The warning in late 1992 had called on humankind to curtail environmental destruction and cautioned that “a great change in our stewardship of the Earth and the life on it is required, if vast human misery is to be avoided.” 

“World Scientists’ Warning to Humanity” was penned by more than 1,700 independent scientists, including the majority of living Nobel laureates in the sciences.

They had showed that humans were on a collision course with the natural world.

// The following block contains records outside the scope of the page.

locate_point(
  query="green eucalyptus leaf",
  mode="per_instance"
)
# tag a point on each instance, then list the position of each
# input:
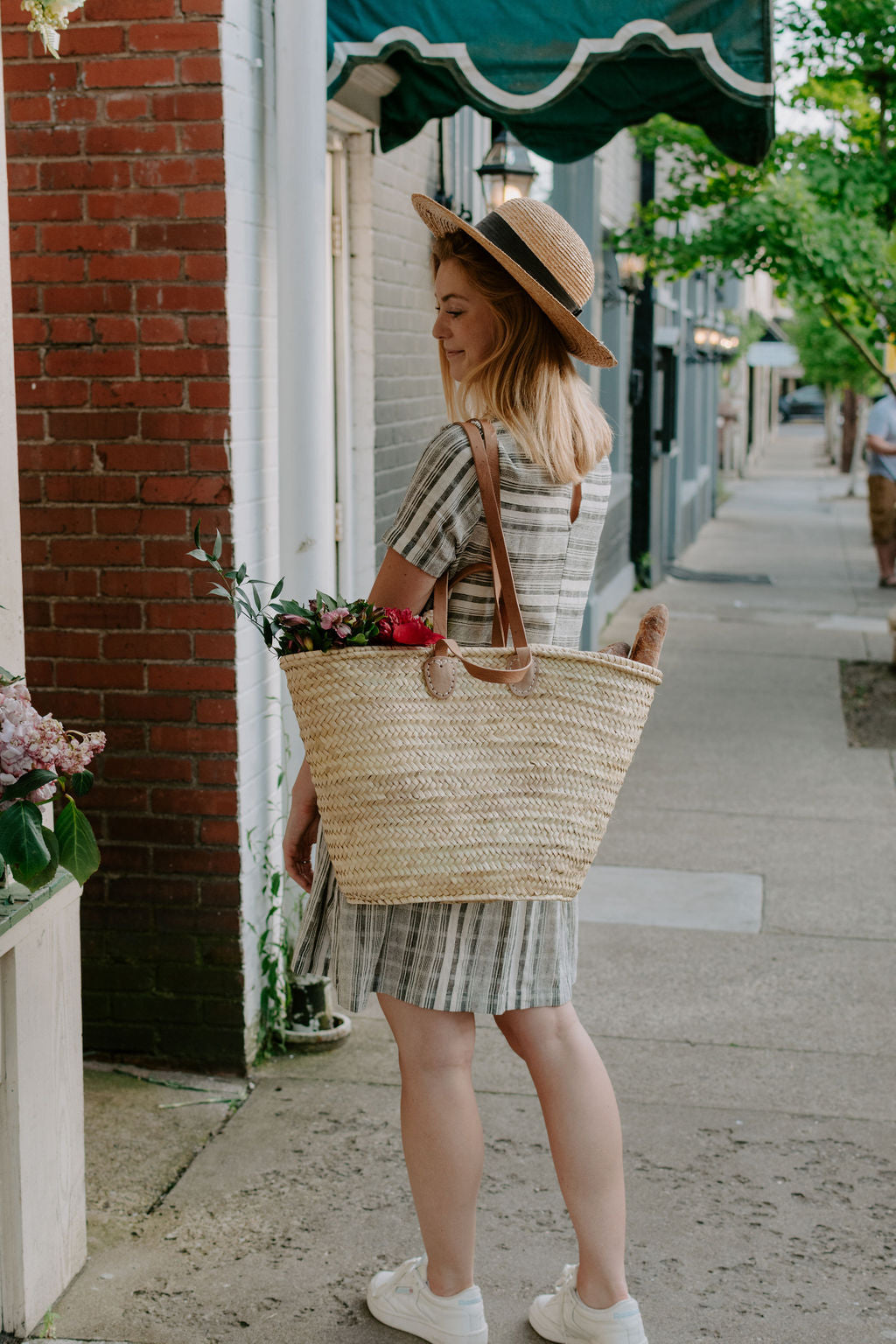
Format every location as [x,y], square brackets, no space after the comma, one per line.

They had expressed concern about current, impending, or potential damage on planet Earth involving ozone depletion, freshwater availability, marine life depletion, ocean dead zones, forest loss, biodiversity destruction, climate change, and continued human population growth. 

The warning had proclaimed that fundamental changes were urgently needed to avoid the consequences our present course would bring.

On the twenty-fifth anniversary of their call, scientisits, after evaluating the human response by exploring available time-series data, have issued a bracing follow-up.

"Humanity has failed to make sufficient progress in generally solving these foreseen environmental challenges, and alarmingly, most of them are getting far worse," 15,364 scientists from 184 countries write in a communique published Monday in the journal BioScience.

This letter has been spearheaded by Oregon State University ecologist William Ripple and serves as a "second notice." 

Humanity is now being given a second notice, authors say. "Soon it will be too late to shift course away from our failing trajectory."

Since 1992, the only silver lining is depletion of the hole in the planet's protective ozone layer which has shrunk to its smallest size since 1988. 

The scientists in 1992 had implored that we cut greenhouse gas (GHG) emissions and phase out fossil fuels, reduce deforestation, and reverse the trend of collapsing biodiversity.

Scientists say that current trajectory of potentially catastrophic climate change due to rising GHGs from burning fossil fuels and deforestation, is "especially troubling."

The letter lists climate change as one of the biggest threats saying that global average temperatures have risen by more than half a degree Celsius since 1992, and annual carbon dioxide emissions have increased by 62 percent.